Saúde mental de mulheres negras: o trabalho da Casa de Marias no limite entre íntimo e político

Para promover saúde mental, é preciso garantir políticas que resguardem a dignidade das pessoas
Mulheres que participam da Casa de Marias - Divulgação
Mulheres que participam da Casa de Marias - Divulgação

Por: Dra. Ana Carolina Barros Silva para a Folha de S.Paulo

A bala perdida da polícia nas favelas sempre nos encontra –imagine agora, que ameaçam retirar as câmeras das fardas. O alvo do genocídio em curso da população negra não mira só os corpos pretos. O projeto de extermínio também acerta sonhos pretos. Nossas almas, nossos horizontes, nossas potências negras: todas sob ameaça. É possível “morrer em vida” e isso também é parte da necropolítica.

Quando adoecemos, nos estilhaçamos, nos despedaçamos subjetivamente. Por vezes, morremos um pouco. O crescente adoecimento psíquico da população negra, dos pobres, do povo periférico, indígena, LGBTQIAP+ e quilombola é um sintoma muito contundente que nos ajuda a analisar nossa conjuntura atual e extrairmos, pelo menos, duas conclusões: o modelo econômico capitalista fracassou e, como cruel consequência de seu estado de crise, precarizou a vida e a saúde das pessoas mais vulneráveis; e em uma sociedade onde a desigualdade socioeconômica e o racismo estrutural são fatos, não conseguimos cuidar da saúde mental da população enquanto não aliarmos, em definitivo, a atuação clínica e a luta política (sempre de classes) antirracista em direção a um modelo de sociedade mais igual e justa para todas as pessoas.

É muito improvável (para não ser muito fatalista) que ações de promoção de saúde mental, quaisquer que sejam, produzam resultados expressivos e mais concretos a longo prazo, sob a égide de um funcionamento social no qual, ao final do dia, o lucro importa mais que a vida ou no qual saúde é mercadoria.

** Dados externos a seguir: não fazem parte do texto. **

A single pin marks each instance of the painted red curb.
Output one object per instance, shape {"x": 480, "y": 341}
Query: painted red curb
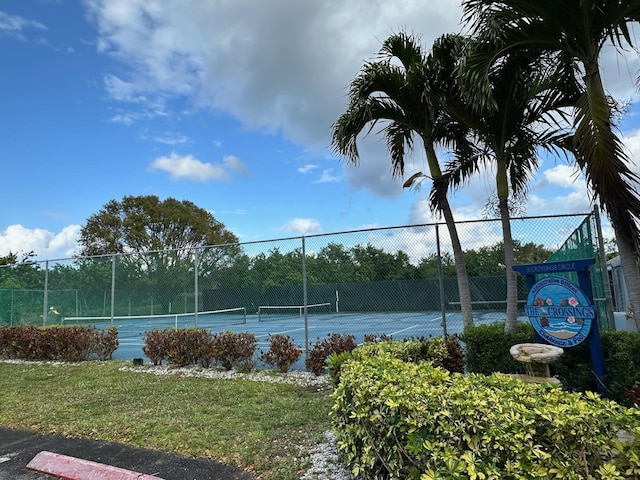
{"x": 71, "y": 468}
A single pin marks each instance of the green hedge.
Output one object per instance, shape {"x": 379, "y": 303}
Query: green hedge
{"x": 397, "y": 420}
{"x": 487, "y": 351}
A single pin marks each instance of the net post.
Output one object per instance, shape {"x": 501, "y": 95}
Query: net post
{"x": 195, "y": 288}
{"x": 113, "y": 287}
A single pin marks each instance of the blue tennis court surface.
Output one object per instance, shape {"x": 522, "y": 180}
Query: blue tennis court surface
{"x": 399, "y": 325}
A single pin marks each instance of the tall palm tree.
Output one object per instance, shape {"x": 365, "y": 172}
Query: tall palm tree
{"x": 577, "y": 30}
{"x": 396, "y": 90}
{"x": 519, "y": 116}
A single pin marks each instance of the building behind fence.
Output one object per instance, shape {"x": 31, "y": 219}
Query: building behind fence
{"x": 398, "y": 269}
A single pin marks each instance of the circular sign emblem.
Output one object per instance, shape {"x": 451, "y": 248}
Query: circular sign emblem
{"x": 559, "y": 311}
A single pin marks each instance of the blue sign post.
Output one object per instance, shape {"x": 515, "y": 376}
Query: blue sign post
{"x": 561, "y": 312}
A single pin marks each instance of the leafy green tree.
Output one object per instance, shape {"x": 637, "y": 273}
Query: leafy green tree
{"x": 556, "y": 31}
{"x": 398, "y": 91}
{"x": 162, "y": 241}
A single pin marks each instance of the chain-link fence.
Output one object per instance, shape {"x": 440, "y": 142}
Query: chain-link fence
{"x": 383, "y": 271}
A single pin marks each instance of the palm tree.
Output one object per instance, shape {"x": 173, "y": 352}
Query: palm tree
{"x": 577, "y": 30}
{"x": 401, "y": 96}
{"x": 509, "y": 126}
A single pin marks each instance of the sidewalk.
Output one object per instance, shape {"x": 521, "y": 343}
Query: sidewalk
{"x": 19, "y": 447}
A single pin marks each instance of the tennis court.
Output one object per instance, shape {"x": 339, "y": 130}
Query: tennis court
{"x": 288, "y": 320}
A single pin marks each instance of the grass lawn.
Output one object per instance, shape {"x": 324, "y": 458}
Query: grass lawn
{"x": 263, "y": 427}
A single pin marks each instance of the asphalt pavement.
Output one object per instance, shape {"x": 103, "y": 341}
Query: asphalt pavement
{"x": 19, "y": 447}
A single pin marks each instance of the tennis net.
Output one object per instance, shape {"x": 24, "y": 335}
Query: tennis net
{"x": 237, "y": 315}
{"x": 277, "y": 312}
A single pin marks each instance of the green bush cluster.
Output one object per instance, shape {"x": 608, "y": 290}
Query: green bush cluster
{"x": 400, "y": 420}
{"x": 437, "y": 350}
{"x": 320, "y": 351}
{"x": 193, "y": 346}
{"x": 71, "y": 344}
{"x": 487, "y": 348}
{"x": 487, "y": 351}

Não existe possibilidade de cuidado real com a saúde mental em uma lógica onde saúde é gasto e não investimento, e onde existe um projeto em curso de privatização, terceirização, precarização e desinvestimentos nesse setor tão vital.

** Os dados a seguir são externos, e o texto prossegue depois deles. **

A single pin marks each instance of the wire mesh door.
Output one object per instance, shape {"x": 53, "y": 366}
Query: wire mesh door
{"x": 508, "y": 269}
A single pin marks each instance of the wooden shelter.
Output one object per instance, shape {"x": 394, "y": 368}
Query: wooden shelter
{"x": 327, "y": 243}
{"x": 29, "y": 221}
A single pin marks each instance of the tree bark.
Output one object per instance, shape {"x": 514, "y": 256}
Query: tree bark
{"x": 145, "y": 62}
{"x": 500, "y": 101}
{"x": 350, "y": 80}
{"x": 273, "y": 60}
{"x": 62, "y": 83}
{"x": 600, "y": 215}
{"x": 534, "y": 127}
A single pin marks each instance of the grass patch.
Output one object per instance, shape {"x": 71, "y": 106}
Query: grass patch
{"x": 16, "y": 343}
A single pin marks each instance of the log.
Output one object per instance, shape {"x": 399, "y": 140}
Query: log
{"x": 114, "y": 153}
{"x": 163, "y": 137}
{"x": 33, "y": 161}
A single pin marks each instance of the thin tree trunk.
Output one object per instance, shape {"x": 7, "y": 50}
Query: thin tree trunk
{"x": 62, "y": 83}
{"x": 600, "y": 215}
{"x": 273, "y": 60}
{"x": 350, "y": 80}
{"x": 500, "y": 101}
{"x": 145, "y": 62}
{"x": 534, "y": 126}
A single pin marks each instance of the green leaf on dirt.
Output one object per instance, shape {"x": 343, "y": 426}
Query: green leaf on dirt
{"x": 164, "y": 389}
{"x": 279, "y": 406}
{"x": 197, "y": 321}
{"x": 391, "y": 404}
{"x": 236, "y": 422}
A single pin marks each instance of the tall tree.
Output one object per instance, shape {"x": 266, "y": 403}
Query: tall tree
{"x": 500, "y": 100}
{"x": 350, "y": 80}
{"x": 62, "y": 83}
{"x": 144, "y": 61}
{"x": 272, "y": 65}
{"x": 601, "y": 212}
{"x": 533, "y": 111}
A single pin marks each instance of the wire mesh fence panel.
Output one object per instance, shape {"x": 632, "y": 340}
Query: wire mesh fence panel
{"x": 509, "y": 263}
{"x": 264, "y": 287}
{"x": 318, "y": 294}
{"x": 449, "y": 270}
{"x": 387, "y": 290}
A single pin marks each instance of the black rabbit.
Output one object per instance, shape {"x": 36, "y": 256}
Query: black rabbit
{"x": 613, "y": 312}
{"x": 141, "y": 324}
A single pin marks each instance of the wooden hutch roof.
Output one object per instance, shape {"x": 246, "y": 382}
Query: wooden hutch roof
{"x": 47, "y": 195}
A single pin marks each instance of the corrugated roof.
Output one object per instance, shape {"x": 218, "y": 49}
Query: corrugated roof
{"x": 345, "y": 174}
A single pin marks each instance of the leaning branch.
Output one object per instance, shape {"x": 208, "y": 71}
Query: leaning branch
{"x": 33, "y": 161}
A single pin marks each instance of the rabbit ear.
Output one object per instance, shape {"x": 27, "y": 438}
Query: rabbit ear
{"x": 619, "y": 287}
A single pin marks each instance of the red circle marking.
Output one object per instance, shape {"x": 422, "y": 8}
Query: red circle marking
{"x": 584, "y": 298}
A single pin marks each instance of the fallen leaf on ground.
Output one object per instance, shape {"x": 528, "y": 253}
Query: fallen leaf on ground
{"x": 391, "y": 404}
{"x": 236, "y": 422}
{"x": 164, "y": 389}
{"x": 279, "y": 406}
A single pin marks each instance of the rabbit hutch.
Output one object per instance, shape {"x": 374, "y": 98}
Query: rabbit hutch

Mulheres em evento na Casa de Marias
Mulheres que participam da Casa de Marias – Divulgação

A pandemia agravou crises profundas que já existiam em nosso país e nos deixou legados cruéis. Um deles, sem dúvida, é o aumento desenfreado dos diagnósticos psiquiátricos que vão desde depressão até transtorno de ansiedade, passando pela normalização das insônias, ideações suicidas, transtornos alimentares, auto-mutilações, pânico, apenas para citar alguns exemplos do que virou corriqueiro em nossos consultórios.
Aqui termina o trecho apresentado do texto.